Following the finding of that personal property on the Vanek farm, the Vaneks were arrested on a charge of burglary, given a preliminary examination, and held to answer to the district court for Twin Falls county. March 8, 1937, an information was filed in that court charging the Vaneks with the crime of burglary. March 29, 1937, they were tried and found guilty of burglary in the second degree. April 7, 1937, judgment was entered on the verdict, sentencing the defendants to serve not less than one nor more than five years in the state penitentiary. April 10, 1937, defendants moved for a new trial. April 30, 1937, the motion was denied.
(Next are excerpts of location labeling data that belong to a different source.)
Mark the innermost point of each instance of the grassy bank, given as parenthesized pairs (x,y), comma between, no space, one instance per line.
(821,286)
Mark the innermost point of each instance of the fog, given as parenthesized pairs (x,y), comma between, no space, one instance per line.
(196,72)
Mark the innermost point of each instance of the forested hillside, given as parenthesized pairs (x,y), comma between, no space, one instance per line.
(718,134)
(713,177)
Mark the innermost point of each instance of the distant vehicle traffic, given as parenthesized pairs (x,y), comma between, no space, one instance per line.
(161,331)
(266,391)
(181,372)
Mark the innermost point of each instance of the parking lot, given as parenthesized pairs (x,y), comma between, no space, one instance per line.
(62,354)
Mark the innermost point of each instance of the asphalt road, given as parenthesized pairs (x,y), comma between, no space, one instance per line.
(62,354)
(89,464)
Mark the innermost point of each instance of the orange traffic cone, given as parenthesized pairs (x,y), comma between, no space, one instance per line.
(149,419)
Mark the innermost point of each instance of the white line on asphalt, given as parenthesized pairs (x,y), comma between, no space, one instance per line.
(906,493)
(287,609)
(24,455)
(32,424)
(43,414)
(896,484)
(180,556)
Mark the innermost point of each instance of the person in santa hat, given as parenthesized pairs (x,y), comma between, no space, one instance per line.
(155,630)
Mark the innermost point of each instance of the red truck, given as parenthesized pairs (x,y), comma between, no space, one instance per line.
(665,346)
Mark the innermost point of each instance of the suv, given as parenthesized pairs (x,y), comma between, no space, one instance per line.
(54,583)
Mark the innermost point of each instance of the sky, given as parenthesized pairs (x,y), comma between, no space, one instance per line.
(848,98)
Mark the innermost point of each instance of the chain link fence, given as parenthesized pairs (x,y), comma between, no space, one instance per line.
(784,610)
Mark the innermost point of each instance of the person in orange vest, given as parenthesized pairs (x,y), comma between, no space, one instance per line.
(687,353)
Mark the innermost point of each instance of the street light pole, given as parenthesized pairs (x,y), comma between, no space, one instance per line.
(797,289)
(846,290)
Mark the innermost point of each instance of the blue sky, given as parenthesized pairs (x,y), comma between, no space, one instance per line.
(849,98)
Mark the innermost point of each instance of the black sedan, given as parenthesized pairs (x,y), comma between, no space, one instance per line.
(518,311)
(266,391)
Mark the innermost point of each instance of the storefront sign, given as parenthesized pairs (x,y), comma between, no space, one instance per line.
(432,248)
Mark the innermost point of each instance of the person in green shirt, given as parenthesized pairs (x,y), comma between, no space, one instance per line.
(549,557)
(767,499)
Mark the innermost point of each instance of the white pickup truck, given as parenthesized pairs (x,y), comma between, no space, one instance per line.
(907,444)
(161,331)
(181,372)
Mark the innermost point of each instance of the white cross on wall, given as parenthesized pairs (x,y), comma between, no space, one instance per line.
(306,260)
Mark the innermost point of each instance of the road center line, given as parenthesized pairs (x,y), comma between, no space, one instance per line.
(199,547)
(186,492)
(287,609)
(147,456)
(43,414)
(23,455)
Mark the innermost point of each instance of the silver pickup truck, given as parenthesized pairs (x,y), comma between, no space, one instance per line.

The defendants appealed from both the judgment of conviction and the order denying a new trial.

Appellants contend the information does not state facts sufficient to constitute a public offense; that it does not conform to the requirements of sections 19-1309, 19-1310, and 19-1311, I. C. A., in that, it is insisted, the information "does not contain a statement of the acts constituting the offense in ordinary and concise language, in such manner as to enable a person of common understanding to know what is intended; and that it is not direct and certain as to the offense charged or the particular circumstances of the offense charged"; that it fails to allege any unlawful breaking and entering, and it is "impossible to tell therefrom whether or not it is intended to be alleged that the alleged burglary was committed in the night time or in the day time."

The information charges that "The said Martin Vanek and Charles Vanek, on or about the 4th day of January, 1937, in the County of Twin Falls, State of Idaho, did then and there wilfully, wrongfully, unlawfully, feloniously and burglariously enter a certain building, to-wit, a barn located on Lot 3 and Lot 4, in Section 6, Township 11 South, Range 14 E. B. M., and occupied by Lewis Robbins, with the intent then and there to commit larceny therein."

Sec. 17-3401, I. C. A., provides:

"Every person who enters any house, room, apartment, tenement, shop, warehouse, store, mill, barn, stable, outhouse, or other building, tent, vessel, or railroad car, with intent to commit grand or petit larceny or any felony, is guilty of burglary."